Kneecap, niente Sziget: sono stati banditi per tre anni dall’Ungheria. La reazione del trio: “Decisione oltraggiosa”
Il governo ungherese ha vietato l’ingresso nel paese, per un periodo di tre anni, ai membri dei Kneecap, il trio hip-hop originario dell’Irlanda del Nord, noto per le sue posizioni politiche di sinistra e il forte sostegno alla causa palestinese. La band era attesa allo Sziget Festival, uno dei maggiori eventi musicali europei, in programma a Budapest dal 6 all’11 agosto.

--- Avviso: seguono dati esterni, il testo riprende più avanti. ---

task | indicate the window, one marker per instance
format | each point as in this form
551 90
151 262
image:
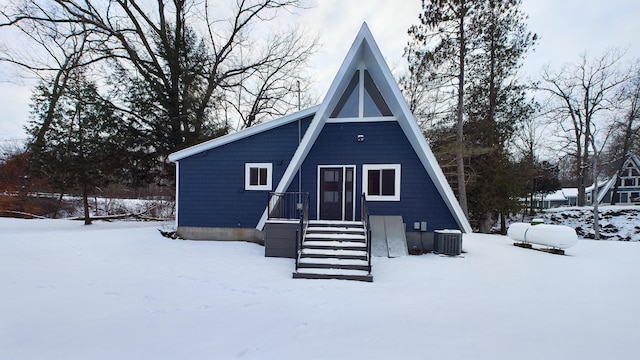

A spiegare il provvedimento è stato Zoltán Kovács, portavoce dell’esecutivo guidato dall’estrema destra ungherese, che ha accusato i Kneecap di antisemitismo e di sostenere il terrorismo. Kovács ha definito la loro presenza una possibile minaccia alla sicurezza nazionale. Gli organizzatori dello Sziget hanno criticato duramente la decisione, definendola “senza precedenti”, “non necessaria” e “deplorevole”.
Durante i loro concerti, il trio proietta spesso frasi di denuncia contro le politiche di Israele, come ad esempio “Israele sta commettendo un genocidio contro il popolo palestinese”. Tali prese di posizione hanno portato a frequenti accuse di antisemitismo da parte di organizzazioni ebraiche e di alcuni esponenti politici vicini al governo israeliano.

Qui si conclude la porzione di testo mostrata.